まず水俣市立水俣病資料館を訪れた。僕らはいわゆる意識の高い人間ということではないので環境問題や公害問題をテーマにしてここに来たわけではない。ただ水俣にやってきて公害問題を避けて通るのもどうかと思ったのと、最近ダークツーリズムに関する本を読んだばかりでちょっと興味があったからだ。時間が合わなくて語り部の話を聞くことはできなかったがそれでもたっぷり2時間さまざまな展示を見ながら2人で話し合うことができた。

水俣湾、八代海
かつて大量の有機水銀で汚染された水俣湾は八代海(不知火海)の一部である。水俣市から60kmばかり北上した球磨川の河口付近で僕は5歳から18歳まで暮らしている。子供の頃は自動車免許なんて持っていないからその距離感について考えることなどなかったが、今にして思えば目と鼻の先である。やはり父母は当時サカナの汚染について神経を使ったのだろうか。訊いていないので分からない。だが当時八代市は田中角栄らの指定した新産業都市の中核として大工場が建ち並び、市内に立ち並ぶ煙突群から濛々と煙を吐き出していた。製紙工場をはじめパルプ工場、セメント工場などはいつも刺激臭に満ち、日ごろ遊んでいた河原にはたいてい油が浮いていた。そんな時代だったわけで、有機水銀ばかりに気を取られていたわけでもなかったような気もする。

資料館の屋上には太陽光パネル
2011年をまたいだ僕が強く感じたのは「水俣病」というネーミングについてだ。たとえば「八代海病」だとか「不知火病」と呼ばれていたとしたらどうだったのだろう。僕の暮らした街の状況は一変してたのではないだろうか。イ草は売れたろうか。同級生の女の子たちは自由に結婚できたろうか。そもそも地縁のなかった僕ら一家はそこに住み続けたのだろうか。

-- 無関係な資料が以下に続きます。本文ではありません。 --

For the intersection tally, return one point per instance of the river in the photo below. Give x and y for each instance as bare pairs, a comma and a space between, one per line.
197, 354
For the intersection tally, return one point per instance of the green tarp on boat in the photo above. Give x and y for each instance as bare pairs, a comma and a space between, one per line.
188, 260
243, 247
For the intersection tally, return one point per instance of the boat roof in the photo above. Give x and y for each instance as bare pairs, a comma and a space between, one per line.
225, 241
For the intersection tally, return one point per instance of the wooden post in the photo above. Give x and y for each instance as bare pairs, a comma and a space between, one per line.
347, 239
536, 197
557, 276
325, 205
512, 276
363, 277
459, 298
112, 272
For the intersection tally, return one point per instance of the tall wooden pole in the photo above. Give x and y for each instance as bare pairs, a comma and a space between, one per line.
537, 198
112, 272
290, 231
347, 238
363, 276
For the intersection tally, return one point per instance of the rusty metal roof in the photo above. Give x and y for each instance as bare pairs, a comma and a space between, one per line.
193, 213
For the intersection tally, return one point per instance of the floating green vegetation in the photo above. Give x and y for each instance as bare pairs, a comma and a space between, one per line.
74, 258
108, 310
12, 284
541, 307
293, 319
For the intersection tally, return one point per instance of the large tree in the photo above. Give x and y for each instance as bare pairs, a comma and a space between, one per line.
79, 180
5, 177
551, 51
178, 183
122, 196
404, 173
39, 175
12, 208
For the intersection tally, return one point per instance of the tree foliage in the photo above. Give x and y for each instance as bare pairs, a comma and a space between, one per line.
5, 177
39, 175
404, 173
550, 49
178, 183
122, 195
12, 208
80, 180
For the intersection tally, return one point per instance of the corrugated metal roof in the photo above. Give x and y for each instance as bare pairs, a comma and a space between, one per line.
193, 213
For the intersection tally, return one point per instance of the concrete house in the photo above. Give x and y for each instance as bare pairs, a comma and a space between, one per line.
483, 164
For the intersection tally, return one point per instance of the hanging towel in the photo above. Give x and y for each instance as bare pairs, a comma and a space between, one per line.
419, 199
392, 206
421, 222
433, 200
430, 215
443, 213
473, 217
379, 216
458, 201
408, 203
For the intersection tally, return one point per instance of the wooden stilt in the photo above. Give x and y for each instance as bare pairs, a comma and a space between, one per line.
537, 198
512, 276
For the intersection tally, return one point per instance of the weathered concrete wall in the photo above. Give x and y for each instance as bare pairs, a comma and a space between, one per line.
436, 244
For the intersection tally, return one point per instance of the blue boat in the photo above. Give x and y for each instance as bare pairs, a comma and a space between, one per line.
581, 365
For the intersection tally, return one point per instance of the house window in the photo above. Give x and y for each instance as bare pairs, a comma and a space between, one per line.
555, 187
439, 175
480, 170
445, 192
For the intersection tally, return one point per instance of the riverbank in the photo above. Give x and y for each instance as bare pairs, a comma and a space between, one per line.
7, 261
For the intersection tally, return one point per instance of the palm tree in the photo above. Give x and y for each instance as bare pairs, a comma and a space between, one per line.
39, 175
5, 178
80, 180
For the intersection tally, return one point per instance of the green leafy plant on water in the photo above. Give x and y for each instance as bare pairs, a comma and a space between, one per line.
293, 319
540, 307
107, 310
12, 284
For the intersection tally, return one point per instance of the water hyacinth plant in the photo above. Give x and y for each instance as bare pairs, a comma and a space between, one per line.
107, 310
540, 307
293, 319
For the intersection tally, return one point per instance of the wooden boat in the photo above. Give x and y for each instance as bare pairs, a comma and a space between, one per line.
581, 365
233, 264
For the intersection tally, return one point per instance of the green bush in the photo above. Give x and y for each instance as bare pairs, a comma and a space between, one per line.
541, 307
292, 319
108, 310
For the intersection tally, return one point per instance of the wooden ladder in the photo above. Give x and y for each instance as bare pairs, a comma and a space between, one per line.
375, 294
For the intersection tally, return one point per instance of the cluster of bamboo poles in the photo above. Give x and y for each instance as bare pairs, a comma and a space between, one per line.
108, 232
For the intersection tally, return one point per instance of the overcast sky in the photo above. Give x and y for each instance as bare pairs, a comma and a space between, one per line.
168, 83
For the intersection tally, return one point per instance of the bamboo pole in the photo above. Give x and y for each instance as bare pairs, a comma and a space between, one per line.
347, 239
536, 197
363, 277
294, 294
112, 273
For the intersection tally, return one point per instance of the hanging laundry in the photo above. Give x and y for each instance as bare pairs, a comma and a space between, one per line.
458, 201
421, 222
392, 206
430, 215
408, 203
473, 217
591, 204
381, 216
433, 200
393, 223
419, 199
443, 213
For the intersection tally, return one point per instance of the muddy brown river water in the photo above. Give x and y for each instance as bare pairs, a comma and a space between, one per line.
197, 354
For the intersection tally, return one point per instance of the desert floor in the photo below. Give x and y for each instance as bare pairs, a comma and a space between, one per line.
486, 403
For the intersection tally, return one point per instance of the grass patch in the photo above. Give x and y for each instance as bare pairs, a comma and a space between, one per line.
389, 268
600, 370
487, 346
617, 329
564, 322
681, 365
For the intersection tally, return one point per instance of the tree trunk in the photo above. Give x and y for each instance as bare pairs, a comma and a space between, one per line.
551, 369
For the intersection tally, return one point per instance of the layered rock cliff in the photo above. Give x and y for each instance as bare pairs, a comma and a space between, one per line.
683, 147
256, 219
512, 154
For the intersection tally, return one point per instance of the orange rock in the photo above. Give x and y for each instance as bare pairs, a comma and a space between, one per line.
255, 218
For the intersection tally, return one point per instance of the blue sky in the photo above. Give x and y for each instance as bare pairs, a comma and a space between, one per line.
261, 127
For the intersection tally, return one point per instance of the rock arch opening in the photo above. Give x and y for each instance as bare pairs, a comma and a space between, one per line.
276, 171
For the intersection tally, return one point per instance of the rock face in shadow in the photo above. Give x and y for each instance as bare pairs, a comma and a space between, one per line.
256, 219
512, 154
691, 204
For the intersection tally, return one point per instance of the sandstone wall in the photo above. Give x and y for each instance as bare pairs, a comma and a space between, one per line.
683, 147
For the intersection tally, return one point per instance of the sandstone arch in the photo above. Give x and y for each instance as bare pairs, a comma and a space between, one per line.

展示の最後には福島第一原発から避難した方々からのメッセージがパネル展示してあった。自分たちが頼りにした地元企業によってもたらされた汚染、裏切られ感、そして差別、無学あるいは善意に基づく風評の数々。声高な正義に潰されかけた人たちが繋がろうとしていた。その時僕が夢想したのは、日本で唯一県名を冠した福島第一原子力発電所が、ほかと同じくもっと狭い地域の地名を擁した発電所だったとしたら、ということである。たとえば「大熊原発」とか「双葉原発」だったら。今とは少し状況が違っていたかもしれない。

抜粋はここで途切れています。